If you find that fitting a model to classify *all* genres isn't very good, it's totally OK to limit to the most frequent genres, or perhaps trying to combine or cluster genres as a preprocessing step. Even then, there will be limits to how good a model can be with just this metadata - if you really want to train an effective genre classifier, you'll have to involve the other data (see stretch goals).
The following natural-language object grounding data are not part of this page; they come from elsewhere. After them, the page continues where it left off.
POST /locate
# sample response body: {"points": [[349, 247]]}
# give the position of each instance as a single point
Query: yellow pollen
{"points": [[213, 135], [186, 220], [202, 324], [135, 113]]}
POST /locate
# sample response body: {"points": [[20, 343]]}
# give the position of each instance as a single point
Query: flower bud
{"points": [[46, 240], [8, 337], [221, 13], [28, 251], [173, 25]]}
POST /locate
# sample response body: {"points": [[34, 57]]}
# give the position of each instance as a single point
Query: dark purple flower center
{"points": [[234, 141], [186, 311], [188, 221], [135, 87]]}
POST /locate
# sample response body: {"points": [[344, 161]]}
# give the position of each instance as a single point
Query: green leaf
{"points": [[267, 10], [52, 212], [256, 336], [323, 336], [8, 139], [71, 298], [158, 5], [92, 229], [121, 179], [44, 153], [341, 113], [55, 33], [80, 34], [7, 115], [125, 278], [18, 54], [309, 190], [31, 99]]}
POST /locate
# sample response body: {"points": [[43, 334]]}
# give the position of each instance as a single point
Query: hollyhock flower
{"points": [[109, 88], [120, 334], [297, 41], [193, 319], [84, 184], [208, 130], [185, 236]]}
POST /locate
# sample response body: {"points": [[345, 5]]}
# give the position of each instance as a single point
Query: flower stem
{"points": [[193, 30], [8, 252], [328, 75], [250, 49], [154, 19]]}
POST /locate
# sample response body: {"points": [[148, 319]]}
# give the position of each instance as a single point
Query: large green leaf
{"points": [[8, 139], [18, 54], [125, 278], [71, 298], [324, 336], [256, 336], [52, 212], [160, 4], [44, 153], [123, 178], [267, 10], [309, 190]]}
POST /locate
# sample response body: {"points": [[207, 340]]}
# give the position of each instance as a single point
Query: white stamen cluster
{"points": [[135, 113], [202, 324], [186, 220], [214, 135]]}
This is real data - there is no "one correct answer", so you can take this in a variety of directions. Just make sure to support your findings, and feel free to share them as well! This is meant to be practice for dealing with other "messy" data, a common task in data science.